Great moments in PC gaming are bite-sized celebrations of some of our favorite gaming memories.
Windows used to have the constitution of 1-ply toilet paper.
“You just installed a new program: better restart!” Windows used to say. And this was not an isolated experience. “Oh, you’re letting Windows Update install while it’s still light outside? Better restart before, during, and after!” “Nice new mouse firmware you’ve got there. Better restart your whole operating system, in case this somehow affects, I don’t know, everything?” “Did you just breathe really hard? Yeah, better thing—”
That was the Windows we lived with for years. I got used to aggressively telling Windows no, I didn’t want to restart for every minor new program install, and mostly I got away with it. It turned out Windows would, for the most part, keep ticking along just fine despite its warnings. But there were some things that always seemed like they’d require a full reboot. Installing new graphics card drivers was one of them.
What a pain that process used to be. You’d go to Nvidia’s or AMD’s website to find the latest drivers. It’d helpfully tell you it could auto-identify your card for you… but it only worked if you used Internet Explorer. Grumbling, you’d find the right jumble of numbers from a dropdown menu that represented your graphics card. Download the file. Install it. Restart Pre-SSDs, this would take a couple of minutes. And when you got back to Windows your resolution would probably be set to a fuzzy 800×600.

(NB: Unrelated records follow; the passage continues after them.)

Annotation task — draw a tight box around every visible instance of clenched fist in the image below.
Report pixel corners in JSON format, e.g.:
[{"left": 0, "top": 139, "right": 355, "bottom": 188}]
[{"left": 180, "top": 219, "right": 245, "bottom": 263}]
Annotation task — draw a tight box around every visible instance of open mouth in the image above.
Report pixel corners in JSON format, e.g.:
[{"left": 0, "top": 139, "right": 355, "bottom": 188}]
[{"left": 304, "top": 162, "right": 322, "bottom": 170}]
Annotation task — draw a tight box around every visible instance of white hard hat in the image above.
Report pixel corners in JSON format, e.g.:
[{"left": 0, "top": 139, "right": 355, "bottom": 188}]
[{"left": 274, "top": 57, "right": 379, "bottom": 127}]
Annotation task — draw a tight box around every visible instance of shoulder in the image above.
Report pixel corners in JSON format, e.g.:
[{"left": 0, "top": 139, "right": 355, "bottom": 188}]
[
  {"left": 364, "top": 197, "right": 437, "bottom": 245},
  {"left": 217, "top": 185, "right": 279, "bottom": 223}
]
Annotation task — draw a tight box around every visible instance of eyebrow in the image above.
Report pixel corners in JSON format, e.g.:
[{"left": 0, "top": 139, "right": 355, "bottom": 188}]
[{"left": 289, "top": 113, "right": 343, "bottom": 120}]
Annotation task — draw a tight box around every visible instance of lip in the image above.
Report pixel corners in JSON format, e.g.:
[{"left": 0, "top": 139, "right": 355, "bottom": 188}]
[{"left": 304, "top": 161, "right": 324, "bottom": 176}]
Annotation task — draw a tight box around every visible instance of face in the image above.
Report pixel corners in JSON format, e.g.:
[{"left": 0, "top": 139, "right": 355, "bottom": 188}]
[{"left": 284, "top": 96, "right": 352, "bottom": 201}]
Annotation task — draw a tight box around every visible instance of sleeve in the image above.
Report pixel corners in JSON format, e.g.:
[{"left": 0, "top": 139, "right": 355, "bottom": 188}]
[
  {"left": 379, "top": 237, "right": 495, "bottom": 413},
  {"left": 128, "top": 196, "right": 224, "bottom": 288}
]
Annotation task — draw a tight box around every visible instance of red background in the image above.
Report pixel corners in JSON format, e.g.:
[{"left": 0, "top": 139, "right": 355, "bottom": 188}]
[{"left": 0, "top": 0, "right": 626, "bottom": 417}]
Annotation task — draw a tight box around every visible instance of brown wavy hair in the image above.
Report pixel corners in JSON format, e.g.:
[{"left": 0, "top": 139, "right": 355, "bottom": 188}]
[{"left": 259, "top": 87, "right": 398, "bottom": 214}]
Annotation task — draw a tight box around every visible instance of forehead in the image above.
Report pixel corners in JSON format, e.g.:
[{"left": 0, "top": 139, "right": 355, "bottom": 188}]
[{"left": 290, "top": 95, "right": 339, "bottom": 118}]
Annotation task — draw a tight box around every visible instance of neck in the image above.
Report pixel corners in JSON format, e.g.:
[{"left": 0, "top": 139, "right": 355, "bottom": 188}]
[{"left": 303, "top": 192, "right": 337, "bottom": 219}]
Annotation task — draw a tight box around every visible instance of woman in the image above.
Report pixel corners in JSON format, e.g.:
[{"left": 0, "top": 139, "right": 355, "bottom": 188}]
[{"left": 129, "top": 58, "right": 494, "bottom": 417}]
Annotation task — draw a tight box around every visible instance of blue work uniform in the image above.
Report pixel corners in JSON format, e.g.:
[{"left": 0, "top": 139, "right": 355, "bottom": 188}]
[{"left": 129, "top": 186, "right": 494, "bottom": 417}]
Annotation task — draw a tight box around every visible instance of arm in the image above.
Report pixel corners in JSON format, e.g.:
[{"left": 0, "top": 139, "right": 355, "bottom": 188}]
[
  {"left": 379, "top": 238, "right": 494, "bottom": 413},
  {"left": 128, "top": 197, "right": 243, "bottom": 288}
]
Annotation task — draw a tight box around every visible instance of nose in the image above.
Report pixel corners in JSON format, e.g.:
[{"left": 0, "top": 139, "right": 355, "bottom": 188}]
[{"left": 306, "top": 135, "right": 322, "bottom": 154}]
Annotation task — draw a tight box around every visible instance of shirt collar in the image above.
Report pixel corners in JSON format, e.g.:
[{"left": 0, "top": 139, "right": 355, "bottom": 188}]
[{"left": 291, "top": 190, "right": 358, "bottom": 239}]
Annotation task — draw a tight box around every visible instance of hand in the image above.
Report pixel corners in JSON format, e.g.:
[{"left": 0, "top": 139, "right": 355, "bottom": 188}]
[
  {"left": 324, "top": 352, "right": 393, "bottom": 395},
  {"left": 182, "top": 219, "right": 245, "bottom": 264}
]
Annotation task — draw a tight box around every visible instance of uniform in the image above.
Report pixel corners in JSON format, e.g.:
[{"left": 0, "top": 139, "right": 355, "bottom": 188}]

Graphics driver installs got smoother over the years, but surely changing something as fundamental as the bridge between your computer hardware and how every pixel is drawn on your screen would require restarting Windows. Then Nvidia came out with GeForce Experience, eliminating that obnoxious “hunt for the right driver” step… and also making it so that you could just keep carrying on Windows while the fresh new driver is installed. No more reboots.
It’s been years now, and it still feels like I’m doing the impossible every time. I once asked Nvidia how their programmers pulled this off, when Windows still wanted to restart for so many seemingly smaller updates. Nvidia’s answer was, basically: a buttload of work.
Butts well spent. These days updating graphics drivers is about as easy as updating a game console—and the latter still requires a reboot.